Short version: you should all be listening to Jon Wolfert’s live Rewound Radio show (Sundays, 3pm ET, 8pm BST), full of great 60s/70s music, and loads of talk about radio and advertising jingles.

Long version: why would you want to do this?

Well, I’ve talked before about some of the reasons I love jingles, but hey – I’m just a fan. Jon Wolfert is president of JAM Creative Productions, who have made some of the finest jingles ever made… and also just happens to be the biggest jingle fan in the world. There is literally nobody else in the world who knows more about jingles than Jon. And listening to people talking about stuff they know and love is one of my favourite things in the world.

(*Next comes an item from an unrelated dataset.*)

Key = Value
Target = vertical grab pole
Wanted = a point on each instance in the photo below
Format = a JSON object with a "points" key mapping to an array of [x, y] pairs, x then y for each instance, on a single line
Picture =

And he can bring the history of jingles to life in a way I’ve never heard anyone else do. Here’s one of my favourite examples from recent weeks – an eight minute segment from his show, on the topic of 1960s soul jingles:

[mejsaudio src=”https://dirtyfeed.org/wordpress/wp-content/uploads/2018/08/rewound-souljingles.mp3″ volume=”false”]

Download “Rewound Radio (12/08/18) – Soul Jingles” (8MB MP3, 8:32)

Jon takes what could have been a difficult subject, and brings out a fascinating tale of not only music, not only radio, but of history, and people. Every jingle has a tale behind it, and nobody can tell those tales better than Jon Wolfert.

Rewound Radio, Sundays, 3pm ET, 8pm BST. Three hours of jingle fun, and loads of great music too. You can’t go wrong.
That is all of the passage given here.